Rural households in developing countries relying on fuelwood, noncommercial crop residues and animal dung for their basic energy needs, and with zero or only limited access to modern energy services, are a constraint to eradicating poverty and improving health, education and social and economic development (Section 9.3.1). In several sub-Saharan Africa and other developing countries, traditional biomass accounts for more than 75% of total primary energy. The inefficiency of the whole supply chain, together with indoor air pollution problems, affect a large proportion of the population, particularly the many women who still rely on gathering fuelwood for their basic cooking and heating needs. Solutions to fuelwood scavenging include developing local forest plantations to be harvested sustainably, and improved natural forest management, though these are not always easy to accomplish due to land ownership, cost and social issues (CILSS, 2004).

Around one-quarter of the 2.7 billion people who rely on biomass (and another 0.3 billion on coal) now use improved cook stoves (UNDP and WHO, 2009). This amounts to 166 million households, around 70% being in China. Lighting demands met by relatively costly kerosene lamps, torches and candles, are being slowly replaced by RE electricity technologies that can deliver cost-effective high-quality lighting.
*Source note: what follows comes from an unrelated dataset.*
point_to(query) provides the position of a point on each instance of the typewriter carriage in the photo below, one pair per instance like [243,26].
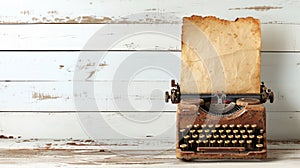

For example, around 1 million solar lanterns (REN21, 2010) have been installed worldwide along with over 1.5 million solar PV home systems (also used for radio, television, refrigeration, communications and mobile phone charging). Solar PV-powered water pumps, micro-hydro schemes and mini-grids, small bioenergy gasifiers and biogas plants are all being widely deployed, but reliable statistics are not available to indicate rates of deployment with any accuracy (REN21, 2010).